The cheers hadn't even faded when the sky trembled.

It wasn't thunder—no. It was pressure. A weight so immense it made the floating arena's protective runes groan in protest. The crowd's excitement turned into silence, the kind born from an instinct older than fear.

Eryndor's grin faded. Kaelus straightened, eyes narrowing. Every elder in the viewing deck stood up at once.

A ripple tore through the sky—like reality itself had been ripped open. From within the split stepped a figure.

He wasn't radiant like a hero, nor ominous like a monster. He simply was.

Tall, golden hair falling just past his neck, eyes a shifting violet hue that glimmered like a prism in sunlight.
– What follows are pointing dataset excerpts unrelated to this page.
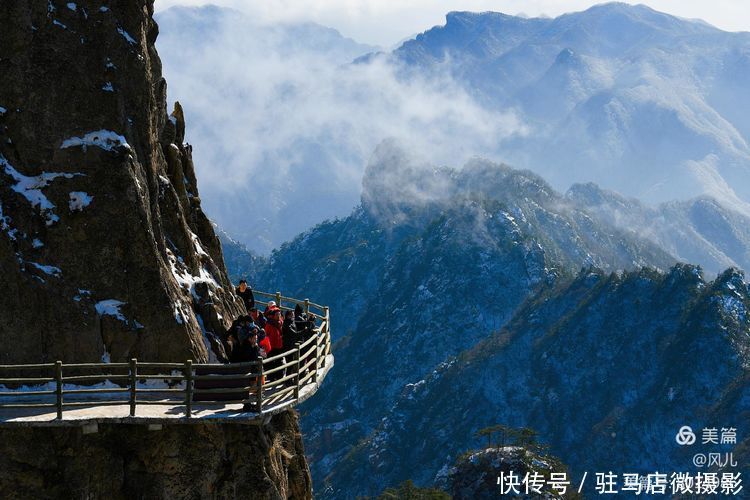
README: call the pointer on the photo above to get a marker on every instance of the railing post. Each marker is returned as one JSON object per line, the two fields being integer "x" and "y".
{"x": 317, "y": 358}
{"x": 133, "y": 377}
{"x": 299, "y": 369}
{"x": 259, "y": 388}
{"x": 188, "y": 388}
{"x": 327, "y": 335}
{"x": 58, "y": 390}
He wore a sleeveless black tunic traced with faint, glowing sigils—marks not of mortal magic but of something deeper, something divine.
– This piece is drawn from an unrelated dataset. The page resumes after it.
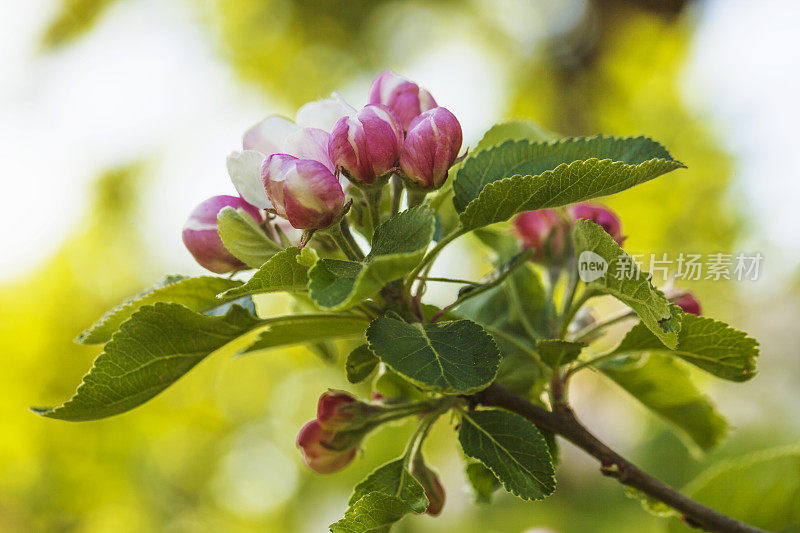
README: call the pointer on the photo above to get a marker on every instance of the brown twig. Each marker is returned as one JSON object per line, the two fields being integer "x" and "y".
{"x": 563, "y": 422}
His voice, when it came, was calm.

"Eryndor Nasarik. The heir of the Voidborn Lineage."

The crowd went cold.

Zephyr Nasarik's eyes narrowed. Aldric rose from his seat instantly. "No… that energy—"

The man stepped fully onto the arena's airborne platform, his boots leaving shimmering ripples with every step.

Kaelus felt his throat tighten. His instincts screamed run, yet his body wouldn't move.

Eryndor exhaled slowly, one hand sliding into his pocket. "You're not on the guest list," he said casually.

The stranger's eyes flicked toward him. "I am Rein Clark, God Candidate of the Dominion Seat. And you… are an anomaly in our design."

What is a God Candidate?

There are not many who even dare to whisper the term.

A God Candidate is a mortal who has survived the Divine Resonance—a process where the fractured will of a sleeping god seeps into a chosen host. Each candidate embodies a fragment of a divine law—Authority, Dominion, Judgement, Chaos, Creation—and carries the potential to one day ascend beyond mortality.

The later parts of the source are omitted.